Entre autres exemples, on peut estimer qu’il y a eu un virage avec l’image publicitaire dans les années 50-60. Avant, les aliments ne sont représentés que pour ce qu’ils sont, typiques d’un certain contexte, d’un certain temps et d’un certain lieu. La publicité change l’idée de l’image pour lui faire porter une valeur culturelle plus large. Par exemple, dans l’imaginaire les pâtes italiennes ont été utilisées pour véhiculer les valeurs de familiarité, de chaleur humaine, de partage… Les publicités Barilla évoquent la famille, la maison. Depuis quelque temps, je constate en revanche que les aliments qui n’étaient qu’un prétexte, se surchargent d’une valeur nouvelle : le retour au naturel, au bio. Ils sont davantage au premier plan, en tant que tels, sans perdre les valeurs parallèles (partage, etc.) mais l’image change quelque peu de fonction.

Quel regard portez-vous sur les stéréotypes français de la cuisine italienne ?

Ca m’amuse car on a l’impression qu’en Italie on mange tout le temps des pâtes, des pizzas et des glaces, dès le petit-déjeuner ! Ces aliments prennent toute la place, faisant oublier la tradition de cuisine populaire et régionale très variée en Italie, comme si les Français ne faisaient tous que manger du camembert et de la baguette à longueur de temps ! Par exemple, la cuisine italienne est très riche dans la variété régionale de cuisiner les légumes. Il y a un phénomène d’homogénéisation de l’identité culturelle italienne alors qu’on a plusieurs « Italies » et une grande diversité de cuisines italiennes.

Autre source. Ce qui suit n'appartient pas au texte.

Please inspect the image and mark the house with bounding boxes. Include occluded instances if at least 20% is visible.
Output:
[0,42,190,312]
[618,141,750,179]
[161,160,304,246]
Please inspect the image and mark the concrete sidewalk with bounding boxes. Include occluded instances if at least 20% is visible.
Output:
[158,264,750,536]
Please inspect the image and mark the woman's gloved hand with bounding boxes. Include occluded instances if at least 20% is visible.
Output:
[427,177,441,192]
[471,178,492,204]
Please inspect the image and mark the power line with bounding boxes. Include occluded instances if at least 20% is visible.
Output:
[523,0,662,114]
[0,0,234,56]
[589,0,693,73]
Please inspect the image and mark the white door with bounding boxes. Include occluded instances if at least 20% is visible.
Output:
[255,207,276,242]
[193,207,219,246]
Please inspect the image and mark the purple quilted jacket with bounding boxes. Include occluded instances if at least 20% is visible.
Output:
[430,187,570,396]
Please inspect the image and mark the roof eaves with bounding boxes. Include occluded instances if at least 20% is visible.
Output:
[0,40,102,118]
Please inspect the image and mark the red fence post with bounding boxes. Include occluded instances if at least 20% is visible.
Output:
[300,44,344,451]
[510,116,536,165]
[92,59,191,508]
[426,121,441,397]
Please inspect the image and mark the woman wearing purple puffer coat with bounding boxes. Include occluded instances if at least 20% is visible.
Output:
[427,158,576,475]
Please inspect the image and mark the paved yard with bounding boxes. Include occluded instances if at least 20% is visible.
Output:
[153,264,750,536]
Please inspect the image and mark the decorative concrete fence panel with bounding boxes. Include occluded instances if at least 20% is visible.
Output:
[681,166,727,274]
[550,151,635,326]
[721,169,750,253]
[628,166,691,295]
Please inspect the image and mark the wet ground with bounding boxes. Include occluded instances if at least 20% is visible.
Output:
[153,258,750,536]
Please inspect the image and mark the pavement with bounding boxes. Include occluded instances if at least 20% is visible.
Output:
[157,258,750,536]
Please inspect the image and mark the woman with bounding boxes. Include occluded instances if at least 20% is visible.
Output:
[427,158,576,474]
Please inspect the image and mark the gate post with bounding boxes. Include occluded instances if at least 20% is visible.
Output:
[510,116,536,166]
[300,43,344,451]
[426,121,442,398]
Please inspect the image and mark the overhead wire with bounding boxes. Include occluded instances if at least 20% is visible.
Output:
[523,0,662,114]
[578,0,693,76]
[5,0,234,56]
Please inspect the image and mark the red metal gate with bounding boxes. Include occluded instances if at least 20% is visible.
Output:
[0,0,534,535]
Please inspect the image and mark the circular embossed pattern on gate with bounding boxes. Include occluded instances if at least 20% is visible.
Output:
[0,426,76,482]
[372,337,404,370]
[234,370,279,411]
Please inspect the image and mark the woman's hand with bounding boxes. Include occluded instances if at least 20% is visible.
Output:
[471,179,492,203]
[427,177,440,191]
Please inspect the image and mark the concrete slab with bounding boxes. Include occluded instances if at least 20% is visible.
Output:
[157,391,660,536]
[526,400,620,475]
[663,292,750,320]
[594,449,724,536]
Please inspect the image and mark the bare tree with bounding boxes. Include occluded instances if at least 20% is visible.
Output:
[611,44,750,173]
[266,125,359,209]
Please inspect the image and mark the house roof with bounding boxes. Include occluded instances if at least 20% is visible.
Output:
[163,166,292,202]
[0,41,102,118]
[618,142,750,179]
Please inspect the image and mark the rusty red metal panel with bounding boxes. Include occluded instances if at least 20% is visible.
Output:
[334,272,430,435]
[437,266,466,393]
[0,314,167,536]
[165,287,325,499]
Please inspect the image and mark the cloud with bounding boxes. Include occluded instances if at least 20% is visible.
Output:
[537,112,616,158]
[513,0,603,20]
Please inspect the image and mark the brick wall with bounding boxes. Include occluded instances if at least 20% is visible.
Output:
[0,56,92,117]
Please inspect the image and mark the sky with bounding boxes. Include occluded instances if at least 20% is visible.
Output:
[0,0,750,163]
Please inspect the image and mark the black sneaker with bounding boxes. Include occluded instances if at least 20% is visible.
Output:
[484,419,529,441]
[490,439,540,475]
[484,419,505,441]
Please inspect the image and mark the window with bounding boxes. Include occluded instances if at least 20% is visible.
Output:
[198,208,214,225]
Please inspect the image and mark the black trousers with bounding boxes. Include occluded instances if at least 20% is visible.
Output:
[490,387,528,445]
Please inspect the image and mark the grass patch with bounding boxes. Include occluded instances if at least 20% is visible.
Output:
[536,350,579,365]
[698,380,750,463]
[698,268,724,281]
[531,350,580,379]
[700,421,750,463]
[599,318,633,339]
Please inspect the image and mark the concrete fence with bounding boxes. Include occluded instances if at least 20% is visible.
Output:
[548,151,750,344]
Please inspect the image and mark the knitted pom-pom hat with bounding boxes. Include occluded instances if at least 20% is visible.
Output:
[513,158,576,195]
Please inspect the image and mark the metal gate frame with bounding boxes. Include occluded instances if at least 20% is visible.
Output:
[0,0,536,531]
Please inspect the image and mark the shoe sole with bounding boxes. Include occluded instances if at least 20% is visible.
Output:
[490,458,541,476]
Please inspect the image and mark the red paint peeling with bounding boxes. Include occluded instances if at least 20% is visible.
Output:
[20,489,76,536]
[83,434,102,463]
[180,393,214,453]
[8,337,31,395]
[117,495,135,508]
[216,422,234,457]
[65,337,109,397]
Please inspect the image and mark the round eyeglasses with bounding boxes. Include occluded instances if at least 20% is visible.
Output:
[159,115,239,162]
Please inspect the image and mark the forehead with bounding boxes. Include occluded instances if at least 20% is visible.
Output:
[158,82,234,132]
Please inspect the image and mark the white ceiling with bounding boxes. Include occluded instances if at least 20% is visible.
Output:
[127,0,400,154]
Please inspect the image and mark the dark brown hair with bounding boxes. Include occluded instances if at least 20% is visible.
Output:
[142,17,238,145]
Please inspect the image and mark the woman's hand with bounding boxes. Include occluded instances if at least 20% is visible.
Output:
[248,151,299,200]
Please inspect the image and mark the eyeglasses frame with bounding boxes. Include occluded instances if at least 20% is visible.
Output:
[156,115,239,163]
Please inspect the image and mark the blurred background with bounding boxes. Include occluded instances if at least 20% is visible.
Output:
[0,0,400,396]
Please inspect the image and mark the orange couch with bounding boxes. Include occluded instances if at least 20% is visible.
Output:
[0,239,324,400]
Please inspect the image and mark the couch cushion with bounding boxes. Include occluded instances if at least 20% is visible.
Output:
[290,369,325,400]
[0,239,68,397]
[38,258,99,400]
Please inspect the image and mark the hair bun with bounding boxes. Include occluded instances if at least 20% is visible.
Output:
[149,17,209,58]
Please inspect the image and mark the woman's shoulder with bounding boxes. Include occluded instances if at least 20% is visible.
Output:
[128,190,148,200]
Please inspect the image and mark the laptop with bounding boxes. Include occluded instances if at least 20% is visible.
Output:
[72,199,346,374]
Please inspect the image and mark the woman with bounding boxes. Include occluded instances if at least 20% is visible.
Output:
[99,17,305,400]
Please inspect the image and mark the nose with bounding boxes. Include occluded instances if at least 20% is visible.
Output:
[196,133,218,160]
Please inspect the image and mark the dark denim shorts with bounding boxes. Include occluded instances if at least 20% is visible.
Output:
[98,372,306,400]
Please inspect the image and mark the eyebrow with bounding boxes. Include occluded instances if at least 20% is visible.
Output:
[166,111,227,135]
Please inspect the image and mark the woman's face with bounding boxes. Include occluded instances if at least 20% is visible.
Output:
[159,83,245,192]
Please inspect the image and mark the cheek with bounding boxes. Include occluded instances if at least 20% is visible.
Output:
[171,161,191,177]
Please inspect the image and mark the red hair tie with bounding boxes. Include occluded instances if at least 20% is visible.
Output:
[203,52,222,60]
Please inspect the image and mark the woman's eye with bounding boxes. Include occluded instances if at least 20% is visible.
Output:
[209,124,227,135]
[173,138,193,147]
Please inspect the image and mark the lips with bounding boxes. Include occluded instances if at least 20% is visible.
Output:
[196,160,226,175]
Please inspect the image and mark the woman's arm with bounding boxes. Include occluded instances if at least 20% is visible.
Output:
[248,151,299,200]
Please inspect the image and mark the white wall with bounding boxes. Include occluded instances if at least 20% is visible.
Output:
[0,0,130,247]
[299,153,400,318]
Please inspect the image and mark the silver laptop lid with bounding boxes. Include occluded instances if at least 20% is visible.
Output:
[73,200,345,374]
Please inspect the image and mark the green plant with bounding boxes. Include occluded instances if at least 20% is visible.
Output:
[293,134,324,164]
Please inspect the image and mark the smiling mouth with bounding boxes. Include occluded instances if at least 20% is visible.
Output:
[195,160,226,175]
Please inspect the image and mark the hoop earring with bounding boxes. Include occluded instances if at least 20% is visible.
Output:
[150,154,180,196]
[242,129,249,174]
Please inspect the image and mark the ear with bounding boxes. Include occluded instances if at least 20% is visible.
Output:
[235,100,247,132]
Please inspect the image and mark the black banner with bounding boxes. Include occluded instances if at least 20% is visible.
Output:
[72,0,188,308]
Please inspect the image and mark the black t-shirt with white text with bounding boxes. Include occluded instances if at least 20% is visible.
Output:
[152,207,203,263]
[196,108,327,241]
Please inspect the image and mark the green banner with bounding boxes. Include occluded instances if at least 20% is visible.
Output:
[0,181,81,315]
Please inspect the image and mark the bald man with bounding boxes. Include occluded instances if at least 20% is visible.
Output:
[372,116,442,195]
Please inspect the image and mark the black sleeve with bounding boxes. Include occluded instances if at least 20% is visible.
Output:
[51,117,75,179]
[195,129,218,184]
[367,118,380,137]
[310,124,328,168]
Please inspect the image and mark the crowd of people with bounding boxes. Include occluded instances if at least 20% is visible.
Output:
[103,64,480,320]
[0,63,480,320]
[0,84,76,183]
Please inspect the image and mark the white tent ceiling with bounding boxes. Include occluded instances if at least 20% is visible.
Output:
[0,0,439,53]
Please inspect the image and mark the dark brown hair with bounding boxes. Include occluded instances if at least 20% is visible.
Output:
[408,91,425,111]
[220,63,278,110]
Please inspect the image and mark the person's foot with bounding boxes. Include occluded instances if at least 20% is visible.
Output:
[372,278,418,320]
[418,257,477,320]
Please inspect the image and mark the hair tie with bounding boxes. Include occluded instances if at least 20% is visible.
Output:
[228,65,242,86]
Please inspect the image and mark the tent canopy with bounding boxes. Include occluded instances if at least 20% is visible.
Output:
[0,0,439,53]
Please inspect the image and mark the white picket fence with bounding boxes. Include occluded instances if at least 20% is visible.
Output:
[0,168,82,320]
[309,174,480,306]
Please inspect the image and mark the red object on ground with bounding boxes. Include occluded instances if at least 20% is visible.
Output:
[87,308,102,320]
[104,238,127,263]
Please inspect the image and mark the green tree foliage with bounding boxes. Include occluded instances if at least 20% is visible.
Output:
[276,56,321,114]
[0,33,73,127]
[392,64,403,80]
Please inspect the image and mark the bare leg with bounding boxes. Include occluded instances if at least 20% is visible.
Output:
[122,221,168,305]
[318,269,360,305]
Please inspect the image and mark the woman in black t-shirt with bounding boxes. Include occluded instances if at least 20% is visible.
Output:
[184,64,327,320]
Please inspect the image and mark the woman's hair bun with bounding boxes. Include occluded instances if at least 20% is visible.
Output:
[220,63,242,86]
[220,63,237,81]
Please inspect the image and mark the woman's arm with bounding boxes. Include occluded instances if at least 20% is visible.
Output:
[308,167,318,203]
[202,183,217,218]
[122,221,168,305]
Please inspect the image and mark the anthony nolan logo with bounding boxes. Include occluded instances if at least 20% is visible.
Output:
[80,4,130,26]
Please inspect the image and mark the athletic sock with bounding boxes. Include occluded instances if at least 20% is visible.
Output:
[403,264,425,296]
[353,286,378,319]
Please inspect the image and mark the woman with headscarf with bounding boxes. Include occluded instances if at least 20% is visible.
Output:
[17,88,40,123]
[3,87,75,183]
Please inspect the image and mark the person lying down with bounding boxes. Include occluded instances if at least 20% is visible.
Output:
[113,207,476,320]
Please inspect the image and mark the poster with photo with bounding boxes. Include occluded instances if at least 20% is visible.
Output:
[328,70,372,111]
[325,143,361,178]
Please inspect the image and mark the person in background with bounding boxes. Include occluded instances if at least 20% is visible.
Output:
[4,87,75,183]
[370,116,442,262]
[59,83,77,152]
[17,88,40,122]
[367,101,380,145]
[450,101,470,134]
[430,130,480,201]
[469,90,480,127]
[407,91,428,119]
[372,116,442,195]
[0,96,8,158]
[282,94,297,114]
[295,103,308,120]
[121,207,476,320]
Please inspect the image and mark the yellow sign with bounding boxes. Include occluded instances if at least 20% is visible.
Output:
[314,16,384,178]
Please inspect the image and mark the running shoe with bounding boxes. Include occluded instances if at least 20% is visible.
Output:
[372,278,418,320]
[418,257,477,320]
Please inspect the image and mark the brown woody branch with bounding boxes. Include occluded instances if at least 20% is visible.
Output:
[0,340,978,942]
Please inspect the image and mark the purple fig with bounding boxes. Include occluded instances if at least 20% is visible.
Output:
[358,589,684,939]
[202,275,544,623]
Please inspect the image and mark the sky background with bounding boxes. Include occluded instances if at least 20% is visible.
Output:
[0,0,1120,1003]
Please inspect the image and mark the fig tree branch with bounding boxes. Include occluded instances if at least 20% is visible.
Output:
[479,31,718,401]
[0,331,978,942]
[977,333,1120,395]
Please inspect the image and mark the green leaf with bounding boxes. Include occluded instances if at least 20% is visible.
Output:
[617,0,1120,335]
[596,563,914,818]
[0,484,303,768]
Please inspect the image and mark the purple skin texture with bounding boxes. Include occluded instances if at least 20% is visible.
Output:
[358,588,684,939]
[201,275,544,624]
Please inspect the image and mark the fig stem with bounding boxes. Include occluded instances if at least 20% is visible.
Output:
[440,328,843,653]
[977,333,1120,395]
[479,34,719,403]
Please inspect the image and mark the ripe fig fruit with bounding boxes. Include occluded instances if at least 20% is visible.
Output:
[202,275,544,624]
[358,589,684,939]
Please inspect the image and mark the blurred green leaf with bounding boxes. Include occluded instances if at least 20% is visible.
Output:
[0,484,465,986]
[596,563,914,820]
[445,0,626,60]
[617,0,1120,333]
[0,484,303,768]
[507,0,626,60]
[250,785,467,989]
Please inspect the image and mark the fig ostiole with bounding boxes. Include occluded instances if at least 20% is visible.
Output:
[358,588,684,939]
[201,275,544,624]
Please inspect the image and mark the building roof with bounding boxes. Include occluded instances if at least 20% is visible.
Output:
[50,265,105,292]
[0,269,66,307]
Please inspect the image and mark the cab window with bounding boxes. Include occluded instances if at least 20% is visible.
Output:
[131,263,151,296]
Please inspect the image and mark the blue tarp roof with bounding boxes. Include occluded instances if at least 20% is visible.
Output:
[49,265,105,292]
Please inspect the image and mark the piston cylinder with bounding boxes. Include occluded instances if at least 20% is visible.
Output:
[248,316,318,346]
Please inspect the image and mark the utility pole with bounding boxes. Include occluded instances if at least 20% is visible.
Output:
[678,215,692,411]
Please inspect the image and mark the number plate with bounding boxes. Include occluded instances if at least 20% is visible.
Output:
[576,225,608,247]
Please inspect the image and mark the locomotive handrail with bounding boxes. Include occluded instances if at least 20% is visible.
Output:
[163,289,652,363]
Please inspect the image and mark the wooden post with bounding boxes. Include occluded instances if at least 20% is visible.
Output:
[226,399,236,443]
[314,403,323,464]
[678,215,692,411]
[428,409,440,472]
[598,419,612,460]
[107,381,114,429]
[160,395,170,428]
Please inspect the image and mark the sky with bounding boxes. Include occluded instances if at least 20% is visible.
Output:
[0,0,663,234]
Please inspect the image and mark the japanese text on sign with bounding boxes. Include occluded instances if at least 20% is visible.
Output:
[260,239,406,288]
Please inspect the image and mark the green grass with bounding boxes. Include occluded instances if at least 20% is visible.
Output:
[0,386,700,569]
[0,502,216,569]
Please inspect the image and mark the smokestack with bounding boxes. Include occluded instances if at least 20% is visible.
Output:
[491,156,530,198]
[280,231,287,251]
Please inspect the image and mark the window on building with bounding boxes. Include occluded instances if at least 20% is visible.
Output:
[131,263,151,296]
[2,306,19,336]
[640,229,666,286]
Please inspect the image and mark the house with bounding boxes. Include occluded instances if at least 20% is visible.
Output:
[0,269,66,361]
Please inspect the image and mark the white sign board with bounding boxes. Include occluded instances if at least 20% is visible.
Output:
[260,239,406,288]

Avez-vous une explication ?

Cela s’explique peut-être par la difficulté humaine à appréhender l’hétérogénéité. La réduction répond à une certaine économie de l’information dont on a besoin pour gérer nos connaissances. Les images de la cuisine italienne sont peut-être aussi celles que les Italiens ont exportées. Pendant les différentes vagues d’’immigration des italiens dans le monde on pouvait facilement trouver le blé, l’huile et faire ainsi du pain, des pâtes, et la pizza ! C’est tout autre chose de trouver ou bien de faire venir les légumes caractéristiques de sa propre région d’origine. Des historiens de l’alimentation ou des sociologues expliqueraient cette dynamique bien mieux que moi.

La cuisine italienne est omniprésente en France, pas l’inverse, un avis ?

En Italie on a une idée de la cuisine française comme haute cuisine à haut prix alors que la cuisine italienne est associée à une cuisine populaire, la valeur symbolique est différente même si elle est fausse. Ensuite, à y regarder de près, beaucoup de plats de la cuisine populaire française sont similaires à ceux de la cuisine italienne et ne sont peut-être pas assez exotiques pour susciter l’enthousiasme. Les raisons peuvent être diverses.

Les desserts italiens sont sous-représentés en France, dommage non ?

La pâtisserie française est bien présente dans l’imaginaire partagé, alors qu’on a une variété incroyable de gâteaux boulangers italiens qui ne passent pas en France. Si le tiramisù est un des desserts qui cristallise une représentation identitaire, il faudrait profiter de cette porte ouverte pour enrichir l’offre. Pensez, par exemple, à la « torta mimosa » ou à une simple « torta margherita ». Mais il est difficile d’intervenir sur un objet symbolique du jour au lendemain, car il y a toujours un phénomène collectif derrière la valeur d’un symbole. C’est un processus qui n’a pas forcément de raison raisonnable.

Quel rapport entretenez-vous avec les cuisines italienne et française ?

Je suis très curieuse et j’adore cuisiner aussi bien italien que français. Je fréquente beaucoup les marchés de quartier et j’arrive toujours à trouver les produits italiens dont j’ai envie. C’est un peu plus difficile pour les légumes mais les marchands portugais permettent de combler certains manques. Sur Paris, l’offre est incroyable en qualité et en prix, il y a aussi des marchés de produits locaux. Mes ingrédients fétiches : les courges, l’aubergine, les friarielli… avec lesquelles j’invente sans cesse de nouvelles recettes.